A generation later, we are experiencing a global migration. This has accelerated the demographic shift of our cities and towns. A generation ago, the members of churches in our large cities came from many different states. Since then, the dislocation, rootlessness and social transition that characterized the makeup of those first mega church congregations have intensified, so that today, most mega churches consist of people from many countries.
Mega churches are also the result of a post-modern distrust of tightly arranged doctrinal and hierarchal systems. On the “liberal” side of the church, this has resulted in a syncretistic culture that openly relativizes religious and secular systems of thought. On the “conservative” side, the same attitude results in a verbal commitment to basic Christian orthodoxy (Mere Christianity) and an emotional alignment with social and political conservatism. Nonetheless, conservative Christians are as suspicious of authority, and of the institutional church, as their liberal counterparts.

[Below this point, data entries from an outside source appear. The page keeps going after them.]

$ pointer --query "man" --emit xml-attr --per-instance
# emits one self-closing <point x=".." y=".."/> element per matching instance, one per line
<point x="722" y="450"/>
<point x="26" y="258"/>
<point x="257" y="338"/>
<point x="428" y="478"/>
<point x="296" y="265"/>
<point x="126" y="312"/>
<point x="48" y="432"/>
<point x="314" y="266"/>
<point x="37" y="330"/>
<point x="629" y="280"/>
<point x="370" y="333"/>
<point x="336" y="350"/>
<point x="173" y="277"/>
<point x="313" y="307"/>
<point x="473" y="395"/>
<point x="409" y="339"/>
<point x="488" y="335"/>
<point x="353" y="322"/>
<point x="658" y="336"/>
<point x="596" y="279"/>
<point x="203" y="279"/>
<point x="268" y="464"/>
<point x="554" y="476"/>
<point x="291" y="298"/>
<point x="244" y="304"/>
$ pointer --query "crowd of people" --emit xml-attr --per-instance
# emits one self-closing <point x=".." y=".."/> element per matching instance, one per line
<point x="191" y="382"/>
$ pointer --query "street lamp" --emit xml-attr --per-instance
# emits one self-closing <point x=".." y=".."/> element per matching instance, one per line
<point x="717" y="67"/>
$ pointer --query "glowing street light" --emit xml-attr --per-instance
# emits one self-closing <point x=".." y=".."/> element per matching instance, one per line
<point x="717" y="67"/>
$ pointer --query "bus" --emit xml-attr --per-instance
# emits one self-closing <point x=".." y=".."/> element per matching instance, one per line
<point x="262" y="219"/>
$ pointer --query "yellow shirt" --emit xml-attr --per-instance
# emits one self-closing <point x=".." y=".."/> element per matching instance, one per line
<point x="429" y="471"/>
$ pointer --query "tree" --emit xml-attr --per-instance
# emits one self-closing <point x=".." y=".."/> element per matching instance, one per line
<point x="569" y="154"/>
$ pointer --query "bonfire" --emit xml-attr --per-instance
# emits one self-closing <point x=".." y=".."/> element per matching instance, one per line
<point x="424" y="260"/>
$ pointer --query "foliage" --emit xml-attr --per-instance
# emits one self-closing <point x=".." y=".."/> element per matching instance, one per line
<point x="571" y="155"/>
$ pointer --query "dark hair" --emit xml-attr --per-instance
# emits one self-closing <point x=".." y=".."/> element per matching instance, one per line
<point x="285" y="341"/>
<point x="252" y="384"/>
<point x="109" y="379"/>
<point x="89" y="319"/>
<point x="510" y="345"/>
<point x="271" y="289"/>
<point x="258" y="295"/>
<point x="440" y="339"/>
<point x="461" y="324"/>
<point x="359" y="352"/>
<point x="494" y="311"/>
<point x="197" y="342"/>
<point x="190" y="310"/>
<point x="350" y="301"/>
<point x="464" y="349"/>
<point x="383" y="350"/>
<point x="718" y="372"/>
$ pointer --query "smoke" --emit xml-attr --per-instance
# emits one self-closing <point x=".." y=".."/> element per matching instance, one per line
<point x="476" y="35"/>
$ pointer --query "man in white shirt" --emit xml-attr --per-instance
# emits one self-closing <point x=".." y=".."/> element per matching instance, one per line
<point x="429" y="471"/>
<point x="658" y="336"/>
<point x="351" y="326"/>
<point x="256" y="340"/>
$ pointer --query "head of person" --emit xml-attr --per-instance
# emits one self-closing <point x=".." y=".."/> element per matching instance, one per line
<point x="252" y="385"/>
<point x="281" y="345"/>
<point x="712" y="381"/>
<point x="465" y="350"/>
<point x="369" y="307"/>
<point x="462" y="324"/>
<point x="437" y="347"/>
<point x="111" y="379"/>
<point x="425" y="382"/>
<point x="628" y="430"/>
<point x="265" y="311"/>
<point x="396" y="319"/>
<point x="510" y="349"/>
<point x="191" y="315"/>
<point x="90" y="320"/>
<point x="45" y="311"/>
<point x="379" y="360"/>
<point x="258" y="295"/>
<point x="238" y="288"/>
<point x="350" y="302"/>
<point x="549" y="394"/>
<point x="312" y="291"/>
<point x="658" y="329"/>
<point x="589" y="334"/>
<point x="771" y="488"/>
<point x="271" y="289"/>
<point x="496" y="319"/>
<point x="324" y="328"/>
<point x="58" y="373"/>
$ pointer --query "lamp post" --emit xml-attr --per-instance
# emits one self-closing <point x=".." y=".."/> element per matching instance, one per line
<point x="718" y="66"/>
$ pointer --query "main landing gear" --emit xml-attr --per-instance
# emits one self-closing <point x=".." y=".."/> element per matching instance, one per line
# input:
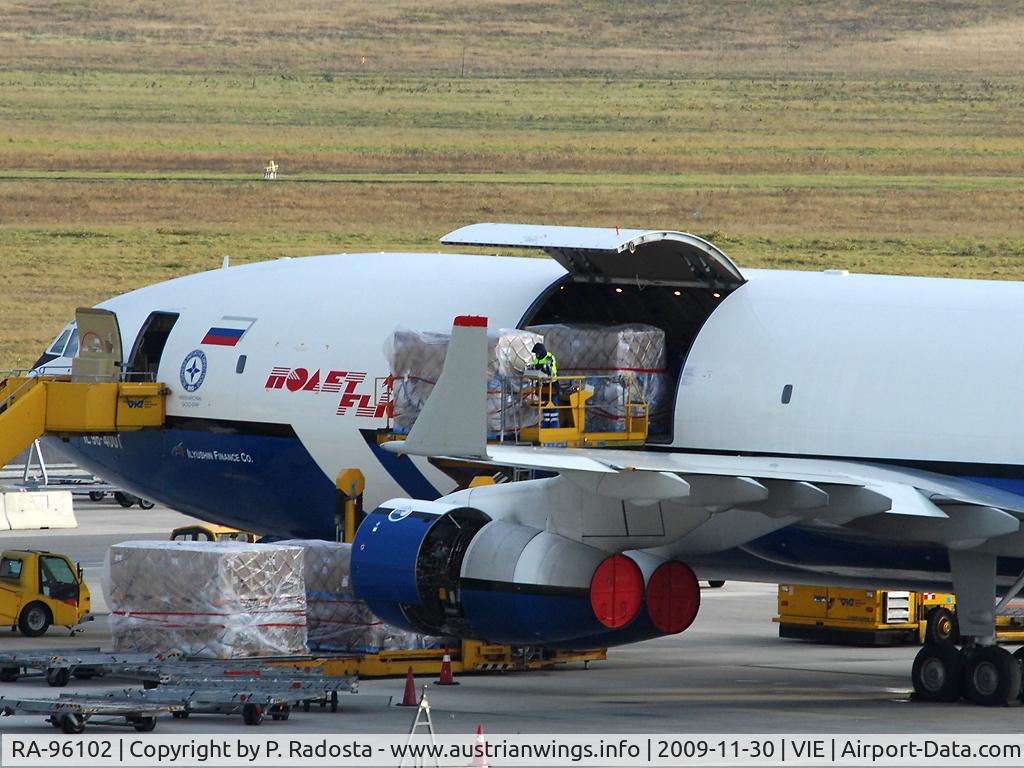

As a result of this loss of confessional identity, the doctrinal content of many mega churches is seriously deficient. For liberals, this loss of doctrine has been intentional and deliberate. For many conservatives however, especially those in mega churches, the erosion is the result of a pragmatic decision to replace theology with self-help pep talks and good music. That is why many “conservative” mega churches have been getting better and better at saying less and less.
This lack of theological gravitas has led some Christian thinkers to judge the mega church as an aberrant form of the faith, utterly lacking in historical roots. Admittedly, the history of the mega church is brief. Unless, that is, we think of the cathedral as a type of mega church.
Thinking of churches like the Hagia Sofia, St. Peter’s or St. Paul’s as mega churches suggests that although mega churches may be something different than what Protestants have traditionally expected local congregations to be, they are not aberrant or alien to historical Christianity. In fact, they perform similar roles that some churches have played throughout Christian history.
Like cathedrals, mega churches serve a congregation. However, also like a cathedral, the mega church provides a common space and cultural buttress for smaller congregations around it. Thus, a member of a smaller church may be quite familiar with a neighboring mega church and may regularly use its facilities without having any intention of ever shifting his membership there. The cathedral has historically played a similar role. Although a cathedral has played an ecclesiastical and theological role that contemporary mega churches do not claim, the mega church shares with the cathedral the call to play a different role within the Christian community than its smaller counterparts.
Whether or not they are in any sense “cathedrals,” mega churches are relatively new for Protestant Christianity. Already though, they provide services that traditional Protestant congregations have not. Were this not so, millions of believers would not have been leaving smaller congregations to attend them. This should be acknowledged before offering any critique of the mega church.
Critique is in order though and at least some of that critique should come from those who believe the mega church brings certain unique gifts to the cause of Christ and not merely from those who dismiss the mega church as automatically detrimental to authentic Christian life.